CHAPTER 10 — WHEN THE LIE STOPPED PROTECTING THEM
Amara learned quickly that waiting was the hardest part.
The room they kept her in was not cruel, but it was intentional — bare walls, a narrow window too high to reach, a single chair facing the door. It felt designed to remind her that she was being held, even if no one touched her.
Time blurred.
Footsteps came and went. Voices murmured beyond the walls. No one harmed her. No one reassured her either.
They wanted her afraid — but functional.
The door finally opened near evening.
The same man from before entered, carrying a folder.
“You’ve been calm,” he observed.
“I don’t have another option,” Amara replied.

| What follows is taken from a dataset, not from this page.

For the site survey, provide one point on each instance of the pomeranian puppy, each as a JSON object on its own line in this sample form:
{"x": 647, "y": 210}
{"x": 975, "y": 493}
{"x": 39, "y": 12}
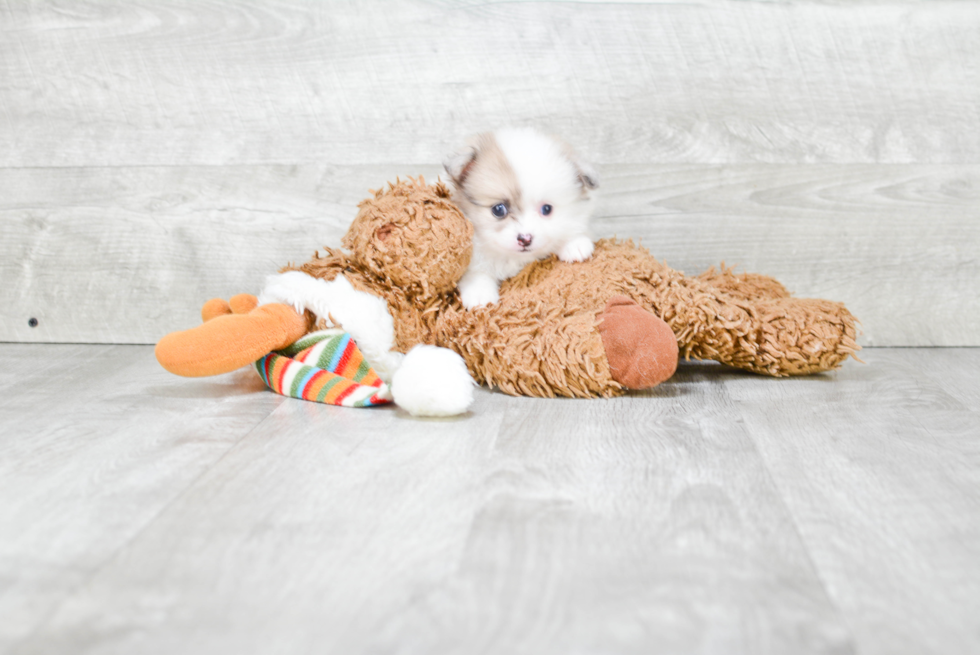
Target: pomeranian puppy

He studied her for a moment. “You’re different from what we expected.”
She swallowed. “Then let me go.”
“That depends,” he said, placing the folder on the table. “On Alessandro.”
Her heart clenched at his name.
“What are you asking of him?” she demanded.
The man smiled faintly. “Nothing unreasonable. We want him to stand down. Withdraw from a shipment route. Admit weakness.”
“He won’t,” Amara said quietly.
“I know.”
That terrified her.
THE DECISION ALESSANDRO NEVER HESITATED OVER
Alessandro stood in the operations room, surrounded by maps, surveillance feeds, and men who had known him since childhood.
“They’re holding her at the old dock warehouse,” Marco said. “Limited guards. But it’s a trap.”
“I don’t care,” Alessandro replied.
Leonardo stepped forward. “You are risking everything for a woman who was never meant to last.”
Alessandro finally turned to face his father.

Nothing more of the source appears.